Depuis 1998, je suis en poste à la prestigieuse Faculté de droit et de science politique d'Aix en Provence. Et depuis 1998 combien de fois n'ai-je pas entendu : " Mais ces allers et retours, cela doit être épuisant ". Répondre non c'est dire l'étonnante vérité. Partir de Paris pour Aix en Provence me pèse moins que de prendre un billet pour le nord ou l'est de la France, avec une exception pour l'ouest mais j'en connais la raison : lorsque j'étais écolier au cours élémentaire à l'Ecole Victor Hugo de Constantine, ma mère - que son souvenir soit bénédiction - m'aidait à dessiner les … châteaux de la Loire. Chaque semaine de l'année universitaire je confirme ce que Jean Grenier observe dans ses Inspirations méditerranéennes : une fois passé Valence, quelque chose en nous se dénoue. Aix est proche de Marseille où j'ai souvent débarqué du Ville d' Alger ou du Sidi Okba au temps des colonies de vacances et des camps scouts. Lorsque je m'y rends en avion, je revois l'endroit exact où je suis arrivé en septembre 1961.
Ah si les êtres de chair pouvaient prendre par le bras ceux qui sont modelés dans le souvenir ! Quelle sorte d'ombre indélébile ai-je bien pu laisser en ces lieux qui n'ont presque pas changé.

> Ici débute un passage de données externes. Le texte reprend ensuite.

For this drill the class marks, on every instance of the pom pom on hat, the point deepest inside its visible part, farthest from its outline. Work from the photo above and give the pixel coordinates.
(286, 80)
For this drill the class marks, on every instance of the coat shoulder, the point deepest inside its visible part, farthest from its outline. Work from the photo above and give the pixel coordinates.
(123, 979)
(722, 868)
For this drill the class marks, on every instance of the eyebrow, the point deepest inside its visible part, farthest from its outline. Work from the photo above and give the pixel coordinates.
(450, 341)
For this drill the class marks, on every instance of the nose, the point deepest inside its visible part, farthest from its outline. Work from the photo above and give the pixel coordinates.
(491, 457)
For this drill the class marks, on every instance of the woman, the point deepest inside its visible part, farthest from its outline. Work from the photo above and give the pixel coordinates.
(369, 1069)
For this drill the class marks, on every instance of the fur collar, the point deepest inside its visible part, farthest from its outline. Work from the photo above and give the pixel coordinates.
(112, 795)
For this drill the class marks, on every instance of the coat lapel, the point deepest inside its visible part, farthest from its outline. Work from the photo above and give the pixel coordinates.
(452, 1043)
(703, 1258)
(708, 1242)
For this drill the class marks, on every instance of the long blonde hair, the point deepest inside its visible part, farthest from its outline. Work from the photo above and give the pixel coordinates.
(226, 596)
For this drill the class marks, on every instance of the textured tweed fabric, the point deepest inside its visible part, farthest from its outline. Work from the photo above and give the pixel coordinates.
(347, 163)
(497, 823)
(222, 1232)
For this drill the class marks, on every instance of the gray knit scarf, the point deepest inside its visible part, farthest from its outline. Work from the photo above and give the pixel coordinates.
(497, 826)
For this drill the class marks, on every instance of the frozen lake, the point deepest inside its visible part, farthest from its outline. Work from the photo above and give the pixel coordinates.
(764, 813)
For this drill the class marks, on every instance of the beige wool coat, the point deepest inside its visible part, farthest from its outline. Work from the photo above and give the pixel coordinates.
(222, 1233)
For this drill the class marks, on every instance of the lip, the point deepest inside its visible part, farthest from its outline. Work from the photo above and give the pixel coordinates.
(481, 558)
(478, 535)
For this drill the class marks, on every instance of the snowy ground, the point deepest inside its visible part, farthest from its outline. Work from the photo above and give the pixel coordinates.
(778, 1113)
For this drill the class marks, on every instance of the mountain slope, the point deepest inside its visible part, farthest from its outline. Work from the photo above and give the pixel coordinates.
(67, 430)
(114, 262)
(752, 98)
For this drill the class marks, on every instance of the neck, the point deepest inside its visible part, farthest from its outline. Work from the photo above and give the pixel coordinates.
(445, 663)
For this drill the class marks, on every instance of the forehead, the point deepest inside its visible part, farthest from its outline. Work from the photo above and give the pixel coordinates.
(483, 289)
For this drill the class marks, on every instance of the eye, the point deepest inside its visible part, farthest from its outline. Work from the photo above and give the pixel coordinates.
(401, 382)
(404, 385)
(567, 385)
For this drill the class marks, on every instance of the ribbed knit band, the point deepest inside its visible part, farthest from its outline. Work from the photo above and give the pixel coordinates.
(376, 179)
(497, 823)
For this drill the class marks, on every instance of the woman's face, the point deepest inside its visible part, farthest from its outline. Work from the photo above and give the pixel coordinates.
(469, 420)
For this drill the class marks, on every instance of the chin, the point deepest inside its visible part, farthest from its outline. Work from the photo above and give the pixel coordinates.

…Dans le hall de l'aéroport, le cœur me poingt lorsque, en consultant le tableau des horaires, je lis : Paris - Orly.. Constantine - Ain El Bey … Tel Aviv - Lod … Aller à Constantine m'est toujours interdit, au moins dans les conditions où un tel voyage ne se réduirait pas à un déplacement mortuaire. De grands espoirs étaient nés en 2000 après la première élection de Abdelaziz Bouteflika. Je les ai exprimés dans une Lettre publique[1] dont le retentissement se traduisait en d'autres lettres, venues des deux côtés de la Méditerranée, sans que jamais une once de ressentiment y fût perceptible. Si ces espoirs ont été ruinés, je ne saurais affirmer s'ils l'on été sans retour.
Le soir de mars 2000 où j'ai appris que le voyage de la réconciliation n'aurait pas lieu, j'étais à Aix. La nuit qui suivit, je rêvai que je me retrouvais sur le périphérique parisien, ayant perdu mes papiers d'identité et mon manteau et puis ma veste

[1] Lettre au Président Bouteflika sur le retour des Pieds noirs en Algérie, Michalon, 2000
Raphaêl Draï (revue " Conférence " , 2005) extraits
https://raphaeldrai.wordpress.com/parcours/

Raphaël Draï
Raphaël Draï professeur à la faculté de droit et de science politique d'Aix-Marseille. Chercheur interdisciplinaire en droit, science politique, psychanalyse et théologie, il est l'un des meilleurs connaisseurs actuels de l'univers biblique. Auteur d'une œuvre comportant à présent plus de vingt-cinq ouvrages, il est profondément engagé dans le dialogue des religions et des cultures. Raphaël Draï a notamment publié Abraham (Fayard, 2007), La Communication prophétique (Fayard, 1998) et Identité juive, identité humaine (Armand Colin, 1995).

Né en 1942 à Constantine et décédé le vendredi 17 juillet 2015 à 12 h à Paris.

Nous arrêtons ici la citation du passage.